Why do we need agents? ▷ Limitation on pretraining: "The stock option today is going xxx". Then xxx (up/down) is optimized over historical data. Assume that, 80% of human text says stock is going up, then xxx will likely be up. Thus, we need websearch. ▷ Limitation of SFT: still cannot interact in real web search, but the real world is continuously changing. ▷ Thus we need RL and agents! cf. Running SFT before running RL is usually considered helpful.

An empirical sudy on RL for reasoning-search interleaved LLM agents ▷ How do we do RL? Three questions: model - how to model scale and type (general vs reasoning-specialized) affect training? tool - using different search engines training model to use tools - how to set the reward. ▷ Model types: plots of training reward, number of search calls, and test accuracy. General models train more stably, and call search earlier; but reasoning model struggle with format adherence; and scaling improves performance, yet marginal improvement is getting smaller as the model size gets larger.

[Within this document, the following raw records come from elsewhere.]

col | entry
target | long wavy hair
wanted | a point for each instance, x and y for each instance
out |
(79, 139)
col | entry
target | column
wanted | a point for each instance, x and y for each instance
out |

▷ Reward setting: use a 'format reward' which consider both correctness of answer and the format we want. This speeds up convergence, improves accuracy (especially for non-instruction-tuned LLMs), but it can occur overfitting. ▷ Another reward setting: intermediate retrieval reward; but seems not too effective.

ZeroSearch ▷Another problem about search: the price for search is high. Then, using search in training will cost a lot too. ▷ TLDR for ZeroSearch: let's teach LLMs to search, without searching -- by including simulation LLM, mimicking a search engine. ▷ Recipe: replace search engine with an LLM, and increase search engine LLM noise over time; use standard PPO, GRPO, REINFORCE. ▷ The paper's result claims ZeroSearch performs as good as using real search engine in the algorithm.